Declining a scholarship to pursue graduate work at Nebraska, and refusing to go to work for his father, Allison accepted a post as an English teacher Japan in 1927.[4] He worked for two years as an English teacher, first in a middle school in Odawara, and later at the Imperial Japanese Naval Engineer Officers Academy at Atsugi.[4] In 1929 Allison moved to Shanghai, where he worked as a branch advertising manager for General Motors.[4]
Career in the Foreign Service
In 1931, Allison took and passed the U.S. Foreign Service exam, and was inducted into the Foreign Service in 1932.[4] He quickly rose through the ranks, serving as consul in Dalian (1935–36), Jinan (1936–37), Nanjing (1937–38), Shanghai (1938), and Osaka (1939–41).

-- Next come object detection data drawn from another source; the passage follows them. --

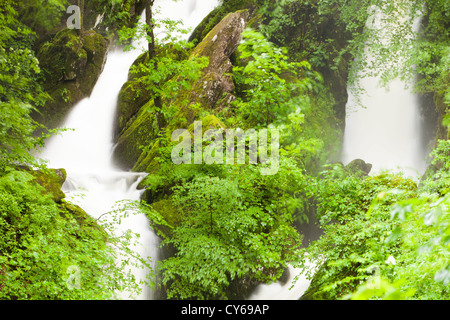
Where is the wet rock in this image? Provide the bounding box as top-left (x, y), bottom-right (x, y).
top-left (32, 29), bottom-right (108, 129)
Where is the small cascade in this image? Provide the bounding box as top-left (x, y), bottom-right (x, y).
top-left (40, 0), bottom-right (218, 299)
top-left (342, 3), bottom-right (426, 177)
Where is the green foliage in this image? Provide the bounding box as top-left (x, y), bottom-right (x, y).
top-left (0, 3), bottom-right (55, 170)
top-left (0, 171), bottom-right (149, 300)
top-left (298, 166), bottom-right (417, 300)
top-left (119, 15), bottom-right (209, 130)
top-left (149, 161), bottom-right (305, 299)
top-left (233, 29), bottom-right (318, 128)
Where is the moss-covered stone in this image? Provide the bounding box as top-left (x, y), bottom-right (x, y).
top-left (58, 200), bottom-right (108, 242)
top-left (26, 169), bottom-right (67, 203)
top-left (133, 114), bottom-right (226, 174)
top-left (33, 29), bottom-right (108, 128)
top-left (114, 100), bottom-right (158, 169)
top-left (189, 0), bottom-right (258, 44)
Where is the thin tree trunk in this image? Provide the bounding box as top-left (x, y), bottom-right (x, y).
top-left (78, 0), bottom-right (84, 37)
top-left (145, 0), bottom-right (163, 131)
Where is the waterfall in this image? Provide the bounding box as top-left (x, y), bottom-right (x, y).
top-left (40, 0), bottom-right (218, 299)
top-left (342, 3), bottom-right (426, 177)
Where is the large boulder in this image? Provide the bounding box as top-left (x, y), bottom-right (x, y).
top-left (33, 29), bottom-right (108, 128)
top-left (110, 10), bottom-right (248, 172)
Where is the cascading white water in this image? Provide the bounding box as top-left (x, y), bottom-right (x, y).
top-left (249, 3), bottom-right (425, 300)
top-left (41, 0), bottom-right (218, 299)
top-left (342, 3), bottom-right (426, 177)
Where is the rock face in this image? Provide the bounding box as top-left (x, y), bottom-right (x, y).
top-left (33, 29), bottom-right (108, 128)
top-left (114, 10), bottom-right (248, 172)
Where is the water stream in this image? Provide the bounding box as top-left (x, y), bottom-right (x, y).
top-left (41, 0), bottom-right (218, 299)
top-left (38, 0), bottom-right (424, 300)
top-left (342, 3), bottom-right (426, 177)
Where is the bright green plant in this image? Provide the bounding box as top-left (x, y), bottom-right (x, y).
top-left (233, 29), bottom-right (317, 128)
top-left (0, 171), bottom-right (152, 300)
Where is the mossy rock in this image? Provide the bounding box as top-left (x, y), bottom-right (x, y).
top-left (132, 114), bottom-right (226, 174)
top-left (189, 0), bottom-right (258, 44)
top-left (58, 200), bottom-right (109, 242)
top-left (117, 80), bottom-right (151, 136)
top-left (113, 100), bottom-right (158, 169)
top-left (26, 169), bottom-right (67, 203)
top-left (32, 29), bottom-right (108, 129)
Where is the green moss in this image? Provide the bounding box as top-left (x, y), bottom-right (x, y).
top-left (33, 29), bottom-right (108, 128)
top-left (189, 0), bottom-right (257, 44)
top-left (152, 200), bottom-right (182, 236)
top-left (114, 100), bottom-right (158, 167)
top-left (58, 200), bottom-right (108, 242)
top-left (25, 169), bottom-right (67, 203)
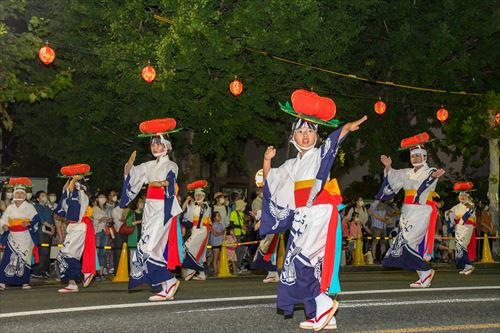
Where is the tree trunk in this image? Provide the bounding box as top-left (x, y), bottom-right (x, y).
top-left (488, 107), bottom-right (500, 256)
top-left (488, 138), bottom-right (500, 230)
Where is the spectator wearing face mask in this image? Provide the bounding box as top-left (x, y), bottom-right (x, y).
top-left (125, 196), bottom-right (144, 265)
top-left (3, 188), bottom-right (13, 207)
top-left (93, 193), bottom-right (113, 280)
top-left (104, 190), bottom-right (118, 215)
top-left (26, 188), bottom-right (33, 203)
top-left (252, 188), bottom-right (262, 213)
top-left (111, 202), bottom-right (128, 273)
top-left (0, 200), bottom-right (7, 217)
top-left (213, 192), bottom-right (230, 229)
top-left (31, 191), bottom-right (56, 278)
top-left (47, 193), bottom-right (57, 211)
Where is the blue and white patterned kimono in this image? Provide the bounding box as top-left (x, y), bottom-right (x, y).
top-left (120, 155), bottom-right (183, 288)
top-left (259, 129), bottom-right (343, 318)
top-left (55, 188), bottom-right (95, 282)
top-left (376, 164), bottom-right (437, 271)
top-left (0, 201), bottom-right (40, 285)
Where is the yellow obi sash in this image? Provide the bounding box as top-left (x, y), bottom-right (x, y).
top-left (405, 190), bottom-right (439, 201)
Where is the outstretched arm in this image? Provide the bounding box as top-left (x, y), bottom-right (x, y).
top-left (380, 155), bottom-right (392, 174)
top-left (262, 146), bottom-right (276, 182)
top-left (123, 150), bottom-right (137, 176)
top-left (339, 116), bottom-right (368, 142)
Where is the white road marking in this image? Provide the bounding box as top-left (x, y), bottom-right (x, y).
top-left (0, 286), bottom-right (500, 318)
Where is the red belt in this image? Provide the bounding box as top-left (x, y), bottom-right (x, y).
top-left (146, 186), bottom-right (165, 200)
top-left (404, 195), bottom-right (433, 205)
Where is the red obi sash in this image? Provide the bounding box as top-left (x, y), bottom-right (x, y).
top-left (146, 186), bottom-right (165, 200)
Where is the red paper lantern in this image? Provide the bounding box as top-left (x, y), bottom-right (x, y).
top-left (9, 177), bottom-right (31, 186)
top-left (139, 118), bottom-right (177, 134)
top-left (373, 101), bottom-right (387, 115)
top-left (291, 89), bottom-right (337, 121)
top-left (187, 180), bottom-right (208, 191)
top-left (141, 65), bottom-right (156, 83)
top-left (453, 182), bottom-right (474, 191)
top-left (436, 107), bottom-right (448, 123)
top-left (38, 43), bottom-right (56, 65)
top-left (401, 132), bottom-right (429, 149)
top-left (61, 164), bottom-right (90, 177)
top-left (229, 80), bottom-right (243, 96)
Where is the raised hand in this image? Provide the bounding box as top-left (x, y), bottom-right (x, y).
top-left (380, 155), bottom-right (392, 168)
top-left (124, 150), bottom-right (137, 176)
top-left (431, 169), bottom-right (446, 178)
top-left (264, 146), bottom-right (276, 161)
top-left (344, 116), bottom-right (368, 132)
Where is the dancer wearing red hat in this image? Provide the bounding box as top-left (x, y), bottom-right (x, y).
top-left (120, 118), bottom-right (183, 301)
top-left (0, 178), bottom-right (40, 290)
top-left (376, 133), bottom-right (445, 288)
top-left (55, 164), bottom-right (96, 293)
top-left (445, 182), bottom-right (477, 275)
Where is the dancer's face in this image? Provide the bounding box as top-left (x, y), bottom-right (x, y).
top-left (410, 154), bottom-right (426, 165)
top-left (194, 193), bottom-right (205, 202)
top-left (150, 142), bottom-right (165, 155)
top-left (293, 127), bottom-right (317, 148)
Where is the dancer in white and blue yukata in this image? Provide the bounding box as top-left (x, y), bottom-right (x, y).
top-left (0, 178), bottom-right (40, 290)
top-left (445, 182), bottom-right (477, 275)
top-left (376, 137), bottom-right (445, 288)
top-left (120, 118), bottom-right (183, 301)
top-left (259, 108), bottom-right (367, 331)
top-left (182, 187), bottom-right (212, 281)
top-left (55, 175), bottom-right (96, 293)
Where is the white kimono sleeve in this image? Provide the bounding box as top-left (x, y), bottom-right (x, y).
top-left (120, 162), bottom-right (148, 208)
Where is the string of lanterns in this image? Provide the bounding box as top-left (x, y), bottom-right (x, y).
top-left (38, 42), bottom-right (486, 126)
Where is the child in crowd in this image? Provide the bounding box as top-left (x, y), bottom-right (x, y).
top-left (224, 225), bottom-right (237, 274)
top-left (211, 211), bottom-right (224, 275)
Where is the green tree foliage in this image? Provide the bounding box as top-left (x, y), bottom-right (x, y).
top-left (2, 0), bottom-right (500, 195)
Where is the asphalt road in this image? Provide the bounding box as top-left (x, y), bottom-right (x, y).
top-left (0, 266), bottom-right (500, 333)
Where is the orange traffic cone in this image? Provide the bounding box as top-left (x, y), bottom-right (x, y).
top-left (113, 243), bottom-right (128, 282)
top-left (481, 234), bottom-right (495, 264)
top-left (217, 242), bottom-right (232, 277)
top-left (352, 237), bottom-right (365, 266)
top-left (277, 234), bottom-right (285, 270)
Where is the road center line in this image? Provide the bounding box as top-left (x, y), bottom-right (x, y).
top-left (170, 297), bottom-right (500, 314)
top-left (0, 286), bottom-right (500, 318)
top-left (355, 323), bottom-right (500, 333)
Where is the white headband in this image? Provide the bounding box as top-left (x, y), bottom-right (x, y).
top-left (410, 146), bottom-right (427, 156)
top-left (194, 187), bottom-right (205, 195)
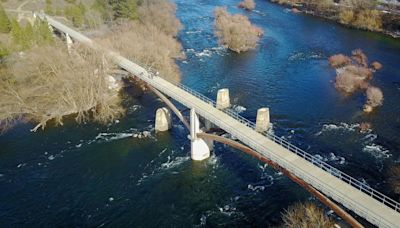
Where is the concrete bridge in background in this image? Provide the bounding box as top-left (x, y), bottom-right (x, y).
top-left (39, 14), bottom-right (400, 227)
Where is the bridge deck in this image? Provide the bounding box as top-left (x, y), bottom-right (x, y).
top-left (43, 17), bottom-right (400, 227)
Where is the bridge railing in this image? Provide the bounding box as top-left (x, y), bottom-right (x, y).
top-left (176, 84), bottom-right (400, 212)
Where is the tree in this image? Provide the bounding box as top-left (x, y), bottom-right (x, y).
top-left (0, 4), bottom-right (11, 33)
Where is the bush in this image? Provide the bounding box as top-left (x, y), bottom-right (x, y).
top-left (239, 0), bottom-right (256, 10)
top-left (0, 46), bottom-right (122, 130)
top-left (215, 7), bottom-right (263, 53)
top-left (329, 54), bottom-right (351, 68)
top-left (138, 0), bottom-right (182, 36)
top-left (351, 49), bottom-right (368, 67)
top-left (353, 9), bottom-right (382, 31)
top-left (282, 203), bottom-right (335, 228)
top-left (64, 5), bottom-right (85, 28)
top-left (335, 71), bottom-right (368, 93)
top-left (389, 165), bottom-right (400, 194)
top-left (366, 86), bottom-right (383, 108)
top-left (339, 9), bottom-right (354, 25)
top-left (0, 4), bottom-right (11, 33)
top-left (371, 61), bottom-right (382, 70)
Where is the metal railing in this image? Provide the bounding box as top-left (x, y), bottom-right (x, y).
top-left (176, 84), bottom-right (400, 212)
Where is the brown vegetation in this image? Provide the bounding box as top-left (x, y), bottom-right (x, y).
top-left (98, 21), bottom-right (184, 82)
top-left (239, 0), bottom-right (256, 10)
top-left (215, 7), bottom-right (263, 53)
top-left (364, 86), bottom-right (383, 111)
top-left (371, 61), bottom-right (382, 70)
top-left (0, 46), bottom-right (122, 130)
top-left (389, 165), bottom-right (400, 194)
top-left (359, 122), bottom-right (372, 133)
top-left (329, 54), bottom-right (351, 68)
top-left (138, 0), bottom-right (182, 36)
top-left (329, 49), bottom-right (383, 112)
top-left (282, 203), bottom-right (335, 228)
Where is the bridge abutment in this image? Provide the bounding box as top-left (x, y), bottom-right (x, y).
top-left (217, 89), bottom-right (231, 109)
top-left (256, 108), bottom-right (270, 132)
top-left (154, 107), bottom-right (172, 131)
top-left (190, 109), bottom-right (213, 161)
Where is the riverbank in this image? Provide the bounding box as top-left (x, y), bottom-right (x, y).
top-left (271, 0), bottom-right (400, 38)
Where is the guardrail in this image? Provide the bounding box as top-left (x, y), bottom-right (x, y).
top-left (176, 84), bottom-right (400, 212)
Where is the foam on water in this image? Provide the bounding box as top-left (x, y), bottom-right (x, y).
top-left (232, 105), bottom-right (247, 113)
top-left (363, 143), bottom-right (392, 158)
top-left (315, 122), bottom-right (360, 136)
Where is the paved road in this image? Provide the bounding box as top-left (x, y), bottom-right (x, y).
top-left (40, 14), bottom-right (400, 227)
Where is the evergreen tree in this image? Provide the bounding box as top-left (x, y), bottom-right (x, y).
top-left (0, 4), bottom-right (11, 33)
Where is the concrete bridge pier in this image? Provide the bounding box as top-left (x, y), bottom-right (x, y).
top-left (256, 108), bottom-right (270, 132)
top-left (217, 88), bottom-right (231, 109)
top-left (154, 107), bottom-right (172, 131)
top-left (190, 109), bottom-right (213, 161)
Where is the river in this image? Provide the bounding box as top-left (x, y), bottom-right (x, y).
top-left (0, 0), bottom-right (400, 227)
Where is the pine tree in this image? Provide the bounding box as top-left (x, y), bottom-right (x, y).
top-left (0, 4), bottom-right (11, 33)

Allison was in Osaka during the Japanese attack at Pearl Harbor.[3]
On January 26, 1938, during the period of the Nanking Massacre, Allison, at the time consul at the American embassy in Nanjing, was struck in the face by a Japanese soldier.[5][6] This incident is commonly known as the "Allison Incident." Japanese Consul-General Katsuo Okazaki apologized formally on January 30 (after the Americans demanded they do so).[7] This incident, together with the looting of American property in Nanking that took place at the same time, further strained relations between Japan and the United States, which had already been damaged by the USS Panay incident less than two months earlier.[8]
Allison served as a consul in London during World War II. After Japan's surrender, he served in various State Department leadership positions covering Japan and the Far East from 1946 to 1952. Allison participated in the drafting of the Treaty of San Francisco that formally ended the war, serving as John Foster Dulles's aide during the latter's negotiation of the treaty.[9]
Allison was named United States Ambassador to Japan in 1953. As Ambassador, Allison took a hard line in pressuring Japan to remilitarize. In Allison's view, Japan had no choice but to bow to U.S. demands, arguing "they need us at least as much if not more than we need them."[10] In March 1954, 16 years after the "Allison Incident," Allison and the man who had apologized to him in Nanjing, Japanese Foreign Minister Okazaki, signed the U.S. and Japan Mutual Defense Assistance Agreement on behalf of their respective countries.[11] The agreement secured U.S. military and economic aid to Japan in exchange for a vague promise from the Japanese government to remilitarize.[11]
In 1956, Allison accepted a new post as Ambassador to Indonesia.[12] In 1957, he recommended that the U.S. government support Indonesian claims regarding Western New Guinea.[13][14][15]
In 1958, Allison was transferred to Czechoslovakia, a posting he found unexciting.[15] After his mentor John Foster Dulles died in 1959, Allison decided to retire from the Foreign Service, rather than work under a new boss.[15] In addition, his wife was battling illness and needed better access to medical care.[15]
Later life
In 1960, Allison retired and secured a teaching job at the University of Hawaii. He also wrote a weekly foreign affairs column for the Honolulu Star–Bulletin.[3] Allison served as president of Pacific and Asian Affairs Council, a nonprofit promoting international relations and Hawaii's role on the Asian–Pacific stage.[3][16] In 1973, Allison published his memoir, Ambassador from the Prairie; or, Allison in Wonderland.[17]